Vega menaikkan sebelah alisnya, kemudian mengendikkan bahu acuh sembari berkata, "Tanya aja sendiri sama orangnya, kenapa tanya sama gue?"

Ingin sekali Mila berkata kasar, memukul kepala Vega dengan sandal bakiak kesayangan tetangga sebelah rumahnya. Benar-benar ya?! Dia sendiri yang bahas, tapi dia sendiri yang mau sok main rahasia-rahasiaan.

"Nggak guna ngomong sama lo!" balas Mila, melempar bantal minion miliknya ke depan wajah Vega yang masih sibuk menatap laptopnya, sementara Vega sendiri hanya bisa menggelengkan kepala heran melihat tingkah sahabatnya. "Dih ngambekan!"

"Bodoh!" teriak Mila, menempatkan tubuhnya tengkurap di atas sofa yang tidak jauh dari meja yang ditempati oleh Vega.

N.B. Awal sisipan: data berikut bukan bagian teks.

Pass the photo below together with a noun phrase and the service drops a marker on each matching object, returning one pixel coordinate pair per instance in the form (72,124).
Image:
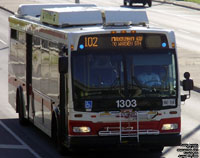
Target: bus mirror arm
(188,85)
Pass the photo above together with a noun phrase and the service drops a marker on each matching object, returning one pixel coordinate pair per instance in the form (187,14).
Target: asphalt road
(29,142)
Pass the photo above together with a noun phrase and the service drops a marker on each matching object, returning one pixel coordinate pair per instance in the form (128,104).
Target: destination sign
(116,41)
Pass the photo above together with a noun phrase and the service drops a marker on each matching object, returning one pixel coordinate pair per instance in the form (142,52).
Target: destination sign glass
(125,40)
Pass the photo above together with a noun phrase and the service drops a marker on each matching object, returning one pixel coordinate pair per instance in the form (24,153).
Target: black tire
(157,149)
(149,3)
(56,138)
(20,105)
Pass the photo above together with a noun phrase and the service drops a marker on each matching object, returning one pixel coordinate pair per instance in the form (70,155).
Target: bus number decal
(91,41)
(126,103)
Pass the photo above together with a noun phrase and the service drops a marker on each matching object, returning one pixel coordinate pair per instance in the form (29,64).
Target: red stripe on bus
(96,127)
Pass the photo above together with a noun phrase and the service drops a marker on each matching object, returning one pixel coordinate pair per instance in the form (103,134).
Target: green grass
(196,1)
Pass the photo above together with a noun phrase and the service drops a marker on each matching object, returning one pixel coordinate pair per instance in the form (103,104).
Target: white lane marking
(18,139)
(5,146)
(180,30)
(3,42)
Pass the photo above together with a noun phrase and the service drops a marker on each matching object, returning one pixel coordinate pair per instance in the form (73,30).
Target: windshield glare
(107,75)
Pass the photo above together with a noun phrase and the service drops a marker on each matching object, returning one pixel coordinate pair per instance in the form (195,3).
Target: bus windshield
(103,77)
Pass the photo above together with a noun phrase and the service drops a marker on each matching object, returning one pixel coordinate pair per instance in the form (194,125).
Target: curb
(178,4)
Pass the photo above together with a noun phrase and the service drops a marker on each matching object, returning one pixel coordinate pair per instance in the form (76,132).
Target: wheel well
(19,96)
(54,122)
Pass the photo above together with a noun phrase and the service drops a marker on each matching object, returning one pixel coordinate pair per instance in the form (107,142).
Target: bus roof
(63,15)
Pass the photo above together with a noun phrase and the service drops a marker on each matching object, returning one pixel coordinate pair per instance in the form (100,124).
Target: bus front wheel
(20,105)
(56,138)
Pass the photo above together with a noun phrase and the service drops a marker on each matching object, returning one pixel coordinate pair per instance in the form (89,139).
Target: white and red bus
(90,76)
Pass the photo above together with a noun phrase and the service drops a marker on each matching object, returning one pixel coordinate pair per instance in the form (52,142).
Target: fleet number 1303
(126,103)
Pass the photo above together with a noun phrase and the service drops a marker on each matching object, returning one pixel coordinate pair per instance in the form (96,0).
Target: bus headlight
(170,126)
(81,129)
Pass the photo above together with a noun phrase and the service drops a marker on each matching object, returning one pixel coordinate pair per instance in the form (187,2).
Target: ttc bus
(90,76)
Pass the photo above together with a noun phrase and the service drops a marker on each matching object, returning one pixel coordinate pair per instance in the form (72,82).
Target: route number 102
(126,103)
(91,41)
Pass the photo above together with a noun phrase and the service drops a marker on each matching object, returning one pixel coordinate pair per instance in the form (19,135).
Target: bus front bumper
(144,140)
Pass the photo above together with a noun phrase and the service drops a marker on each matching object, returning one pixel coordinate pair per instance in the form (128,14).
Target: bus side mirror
(63,64)
(188,85)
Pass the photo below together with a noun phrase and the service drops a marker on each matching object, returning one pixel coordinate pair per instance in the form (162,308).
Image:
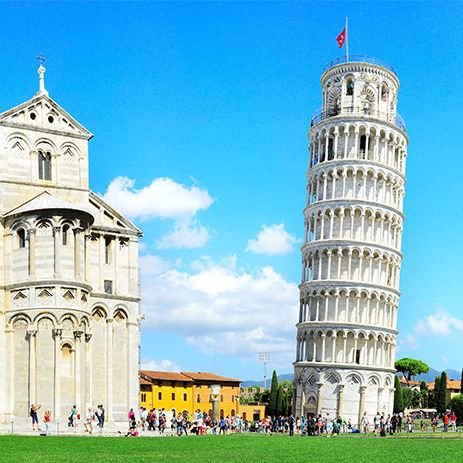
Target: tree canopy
(410,368)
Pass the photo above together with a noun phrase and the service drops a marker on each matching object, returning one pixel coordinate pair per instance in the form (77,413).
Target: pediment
(43,114)
(108,218)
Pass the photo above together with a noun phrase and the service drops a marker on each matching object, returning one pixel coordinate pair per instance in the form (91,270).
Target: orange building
(187,392)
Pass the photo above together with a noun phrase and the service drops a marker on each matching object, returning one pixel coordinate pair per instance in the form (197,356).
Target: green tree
(410,368)
(398,399)
(456,404)
(279,409)
(407,397)
(441,394)
(433,400)
(424,395)
(272,401)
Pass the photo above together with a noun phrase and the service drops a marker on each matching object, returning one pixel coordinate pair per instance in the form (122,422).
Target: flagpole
(347,39)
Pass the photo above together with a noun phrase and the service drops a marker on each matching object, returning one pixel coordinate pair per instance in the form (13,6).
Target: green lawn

Menghela napas pelan, akhirnya Vega mengalah. Langkah kakinya mendekati Mila, duduk jongkok di sebelah tubuh Mila yang memenuhi sofa itu.

"Lo beneran mau tahu jawabannya?" tanya Vega, mencoba memancing perhatian sahabatnya kembali.

Merasa tertarik, akhirnya Mila menolehkan kepalanya ke samping, menatap wajah Vega yang hanya berjarak beberapa sentimeter darinya. "Mau ngasih tahu?" tanyanya memastikan.

Vega kemudian mengangguk, tetapi dia tidak begitu saja memberikan informasi tanpa imbalan. "Tapi ada syaratnya!"

Mila mendesah pelan, baru ingin kembali menolehkan kepala ke arah yang berlawanan sebelum Vega menahannya. "Jangan mudah nyerah gitu dong! Belum juga gue ngomong apa syaratnya," ketusnya.

Dengan wajah menggemaskan, Mila kembali menolehkan kepala pada sahabatnya. Posisi tidurnya yang tengkurap membuat sebelah pipi chubby-nya mengempes karena tekanan dari wajahnya. "Apa syaratnya?"

"Lo harus ngasih tahu gue, sejauh apa hubungan lo sama Kak Kevin sekarang sampai dia harus ngajakin lo ke rumah keluarganya?"

"Oh itu." Mila agak ragu untuk menjawab, dia sudah memiliki kesepakatan dengan Kevin bahwa perjanjian pernikahan kontrak mereka tidak boleh diketahui oleh siapapun selain mereka berdua.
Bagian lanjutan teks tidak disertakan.